A specific Python container for building Python with FastAPI. You may want to use an official container unless you have similar needs and tool stacks.
- GitHub CLI
- Python
- Poetry
- Dumb Init
This container is based off of: https://hub.docker.com/_/python and also adds poetry.
List of install resources used:
- https://github.com/cli/cli/blob/trunk/docs/install_linux.md#debian-ubuntu-linux-raspberry-pi-os-apt
- https://github.com/Yelp/dumb-init?tab=readme-ov-file#option-1-installing-from-your-distros-package-repositories-debian-ubuntu-etc
- Edit ./VERSION to the new tag you want. Ideally matching the python version. If the only difference is another tool adding
-<tool>
works. - Make the changes to ./Dokcerfile starting with the base container version for python version changes. Now is a good time to see if the linux version can be bumped up.
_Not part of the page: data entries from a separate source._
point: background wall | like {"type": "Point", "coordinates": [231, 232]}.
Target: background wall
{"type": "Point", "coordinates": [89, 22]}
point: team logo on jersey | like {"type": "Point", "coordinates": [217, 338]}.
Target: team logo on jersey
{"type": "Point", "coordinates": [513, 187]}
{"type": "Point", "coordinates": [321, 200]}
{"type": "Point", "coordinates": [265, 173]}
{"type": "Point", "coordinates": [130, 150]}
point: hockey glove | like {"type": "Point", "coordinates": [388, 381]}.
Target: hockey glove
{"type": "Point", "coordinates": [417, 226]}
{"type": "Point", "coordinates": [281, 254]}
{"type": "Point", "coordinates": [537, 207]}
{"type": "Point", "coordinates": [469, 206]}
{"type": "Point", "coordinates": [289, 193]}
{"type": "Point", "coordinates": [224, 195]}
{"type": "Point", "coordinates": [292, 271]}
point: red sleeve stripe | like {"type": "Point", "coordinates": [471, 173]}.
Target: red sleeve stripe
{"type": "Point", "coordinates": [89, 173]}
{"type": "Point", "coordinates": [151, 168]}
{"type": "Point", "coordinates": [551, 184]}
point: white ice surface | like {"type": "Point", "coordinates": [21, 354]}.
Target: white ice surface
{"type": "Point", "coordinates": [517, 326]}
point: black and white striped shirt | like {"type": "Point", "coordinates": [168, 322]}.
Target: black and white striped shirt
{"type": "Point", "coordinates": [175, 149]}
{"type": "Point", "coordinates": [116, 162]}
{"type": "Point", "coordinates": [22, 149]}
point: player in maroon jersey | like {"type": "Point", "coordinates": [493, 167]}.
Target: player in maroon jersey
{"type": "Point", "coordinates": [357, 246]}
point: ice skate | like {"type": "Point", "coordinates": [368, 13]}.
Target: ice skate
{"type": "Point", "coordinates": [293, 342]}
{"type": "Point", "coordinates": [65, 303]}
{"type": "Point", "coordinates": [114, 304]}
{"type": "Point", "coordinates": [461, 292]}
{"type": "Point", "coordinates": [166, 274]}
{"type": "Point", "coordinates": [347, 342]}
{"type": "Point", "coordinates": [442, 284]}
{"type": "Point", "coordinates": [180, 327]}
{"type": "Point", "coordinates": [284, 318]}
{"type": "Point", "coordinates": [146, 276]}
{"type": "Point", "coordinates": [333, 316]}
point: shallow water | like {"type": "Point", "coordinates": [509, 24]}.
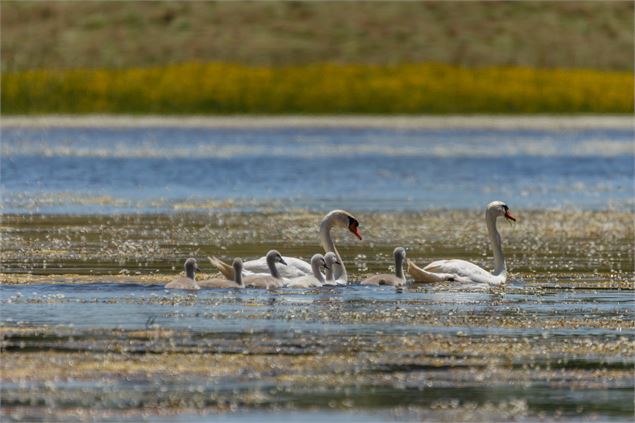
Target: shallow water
{"type": "Point", "coordinates": [147, 169]}
{"type": "Point", "coordinates": [97, 220]}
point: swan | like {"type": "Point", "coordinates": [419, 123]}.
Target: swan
{"type": "Point", "coordinates": [464, 271]}
{"type": "Point", "coordinates": [270, 280]}
{"type": "Point", "coordinates": [188, 282]}
{"type": "Point", "coordinates": [296, 267]}
{"type": "Point", "coordinates": [226, 283]}
{"type": "Point", "coordinates": [397, 279]}
{"type": "Point", "coordinates": [330, 258]}
{"type": "Point", "coordinates": [310, 281]}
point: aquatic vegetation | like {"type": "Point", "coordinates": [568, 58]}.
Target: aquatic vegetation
{"type": "Point", "coordinates": [223, 88]}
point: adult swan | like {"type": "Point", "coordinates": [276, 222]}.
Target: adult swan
{"type": "Point", "coordinates": [296, 267]}
{"type": "Point", "coordinates": [464, 271]}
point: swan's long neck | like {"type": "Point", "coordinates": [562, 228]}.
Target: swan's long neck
{"type": "Point", "coordinates": [399, 266]}
{"type": "Point", "coordinates": [499, 260]}
{"type": "Point", "coordinates": [189, 271]}
{"type": "Point", "coordinates": [339, 271]}
{"type": "Point", "coordinates": [329, 273]}
{"type": "Point", "coordinates": [238, 275]}
{"type": "Point", "coordinates": [271, 263]}
{"type": "Point", "coordinates": [315, 266]}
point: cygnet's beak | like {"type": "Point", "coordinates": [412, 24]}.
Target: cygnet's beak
{"type": "Point", "coordinates": [355, 230]}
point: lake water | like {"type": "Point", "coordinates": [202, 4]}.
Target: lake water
{"type": "Point", "coordinates": [147, 169]}
{"type": "Point", "coordinates": [97, 218]}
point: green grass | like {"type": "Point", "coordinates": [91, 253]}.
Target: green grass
{"type": "Point", "coordinates": [218, 88]}
{"type": "Point", "coordinates": [100, 34]}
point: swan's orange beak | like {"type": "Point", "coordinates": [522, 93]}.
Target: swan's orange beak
{"type": "Point", "coordinates": [355, 230]}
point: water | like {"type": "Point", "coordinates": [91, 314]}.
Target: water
{"type": "Point", "coordinates": [97, 219]}
{"type": "Point", "coordinates": [426, 349]}
{"type": "Point", "coordinates": [146, 169]}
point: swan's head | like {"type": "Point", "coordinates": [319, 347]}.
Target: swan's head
{"type": "Point", "coordinates": [344, 219]}
{"type": "Point", "coordinates": [330, 258]}
{"type": "Point", "coordinates": [191, 266]}
{"type": "Point", "coordinates": [498, 208]}
{"type": "Point", "coordinates": [237, 264]}
{"type": "Point", "coordinates": [276, 257]}
{"type": "Point", "coordinates": [400, 253]}
{"type": "Point", "coordinates": [318, 261]}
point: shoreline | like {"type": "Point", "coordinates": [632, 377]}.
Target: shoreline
{"type": "Point", "coordinates": [404, 122]}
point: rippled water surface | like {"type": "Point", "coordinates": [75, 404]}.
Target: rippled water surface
{"type": "Point", "coordinates": [101, 170]}
{"type": "Point", "coordinates": [97, 219]}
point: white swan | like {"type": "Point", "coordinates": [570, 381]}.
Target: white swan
{"type": "Point", "coordinates": [464, 271]}
{"type": "Point", "coordinates": [397, 279]}
{"type": "Point", "coordinates": [188, 282]}
{"type": "Point", "coordinates": [330, 258]}
{"type": "Point", "coordinates": [269, 280]}
{"type": "Point", "coordinates": [226, 283]}
{"type": "Point", "coordinates": [310, 281]}
{"type": "Point", "coordinates": [296, 267]}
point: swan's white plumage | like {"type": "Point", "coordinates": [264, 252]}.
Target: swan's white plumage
{"type": "Point", "coordinates": [296, 267]}
{"type": "Point", "coordinates": [464, 271]}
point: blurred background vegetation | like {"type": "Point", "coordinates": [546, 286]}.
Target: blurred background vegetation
{"type": "Point", "coordinates": [363, 57]}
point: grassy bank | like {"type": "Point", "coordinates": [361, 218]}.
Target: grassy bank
{"type": "Point", "coordinates": [106, 34]}
{"type": "Point", "coordinates": [217, 88]}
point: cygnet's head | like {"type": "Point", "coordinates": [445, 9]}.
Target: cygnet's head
{"type": "Point", "coordinates": [318, 260]}
{"type": "Point", "coordinates": [498, 208]}
{"type": "Point", "coordinates": [276, 257]}
{"type": "Point", "coordinates": [344, 219]}
{"type": "Point", "coordinates": [330, 258]}
{"type": "Point", "coordinates": [399, 253]}
{"type": "Point", "coordinates": [191, 266]}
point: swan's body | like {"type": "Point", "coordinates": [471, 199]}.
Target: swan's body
{"type": "Point", "coordinates": [310, 281]}
{"type": "Point", "coordinates": [295, 266]}
{"type": "Point", "coordinates": [464, 271]}
{"type": "Point", "coordinates": [187, 282]}
{"type": "Point", "coordinates": [397, 279]}
{"type": "Point", "coordinates": [270, 280]}
{"type": "Point", "coordinates": [226, 283]}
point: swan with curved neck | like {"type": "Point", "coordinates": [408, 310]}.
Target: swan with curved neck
{"type": "Point", "coordinates": [464, 271]}
{"type": "Point", "coordinates": [330, 258]}
{"type": "Point", "coordinates": [226, 283]}
{"type": "Point", "coordinates": [297, 267]}
{"type": "Point", "coordinates": [188, 282]}
{"type": "Point", "coordinates": [397, 279]}
{"type": "Point", "coordinates": [342, 219]}
{"type": "Point", "coordinates": [310, 281]}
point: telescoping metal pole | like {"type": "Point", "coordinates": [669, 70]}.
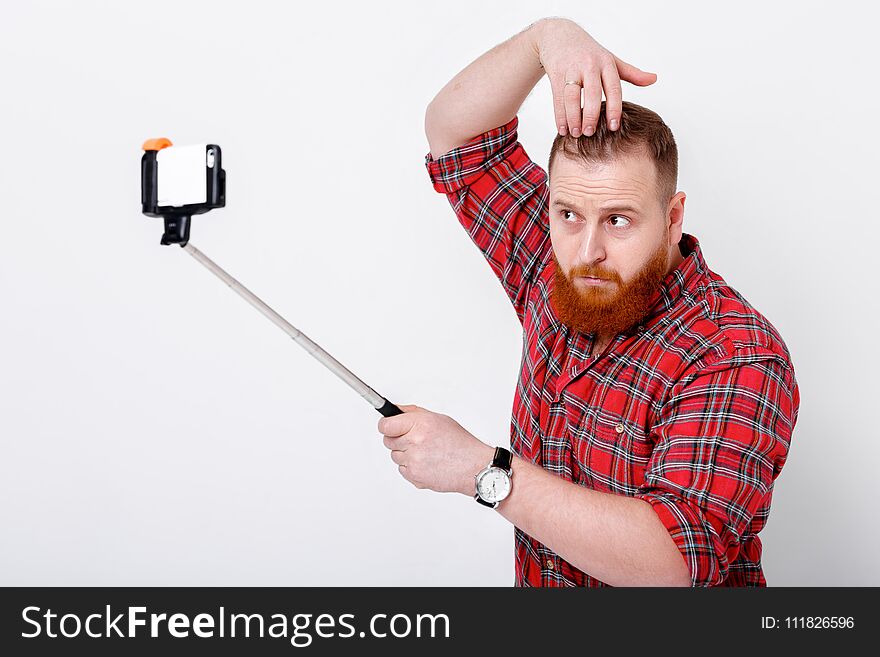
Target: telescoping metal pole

- If versions of other tools that are tested change, follow Generating the Test App to update the test app.
- It's also a good time to check for any other dependcency upgrades.
- Run
./build.sh
to build the container - Run
./test.sh
to test the container - Run
./run.sh
to interactively run and inspect the container if needed. - Open a PR with the changes
After testing and merging the PR, run the following:
git checkout main
git fetch --all
git pull --rebase upstream main
- Run
./release.sh
to create a release
To use the build scripts, use docker buildx with multiplatform.
Create a builder
docker buildx create \
--name container \
--driver=docker-container
./local_registry.sh
To use port 5001, you will need to edit the insecure registires in your docker daemon or use a tool like ngrok to proxy port 5001. If using ngrok, the url will be the one generated by ngrok.
docker:
insecure-registries:
- host.docker.internal:5001
Use: localhost
or host.docker.internal
Run docker info to see the config. Example output insecure registries section:
Insecure Registries:
host.docker.internal:5001
127.0.0.0/8
# ./build.sh <platforms> <localdomain:port>
# ./build.sh linux/arm64 host.docker.internal:5001 # to pass in a local domain, edit hostsfile
./build.sh linux/arm64 localhost:5001 # insecure registry
# ./run.sh <localdomain:port>
# ./run.sh host.docker.internal:5001
./run.sh localhost:5001
# ./build.sh <localdomain:port>
# ./test.sh host.docker.internal:5001
./test.sh localhost:5001
This tests FastAPI and NX, see https://betterprogramming.pub/poetry-python-nx-monorepo-5750d8627024 for a guide. For updates it may be cleaner to start over.
There is a script called generate-test-nx.sh
that will create the test project.
Update the root nx.json. Make sure to update the version to match the output from the base Dockerfile and have a compatible version string. i.e. docker run -it python:3.12-slim-bookworm python --version
will output 3.12.8 today.
The script will execute something like the following base steps based on https://betterprogramming.pub/poetry-python-nx-monorepo-5750d8627024. If there are changes update the script. Use the script vs. manual setup, this is just documentation.
npx create-nx-workspace test-nx --preset=npm --nxCloud=skip
cp ./Dockerfile.test-nx ./test-nx/Dockerfile
cp ./test-app/poetry.toml ./test-nx/poetry.toml
cd test-nx
npm install @nxlv/python --save-dev
cp ../nx.json ./nx.json
npx nx generate @nxlv/python:poetry-project proj1 \
--projectType application \
--description='My Project 1' \
--directory packages/proj1
npx nx run-many --target install -- --group=dev
npx nx run-many --target build
npx nx run-many --target test
NOTE: In your CI you would use affected
instead of run-many
. When testing a new project it's a good idea to test all once.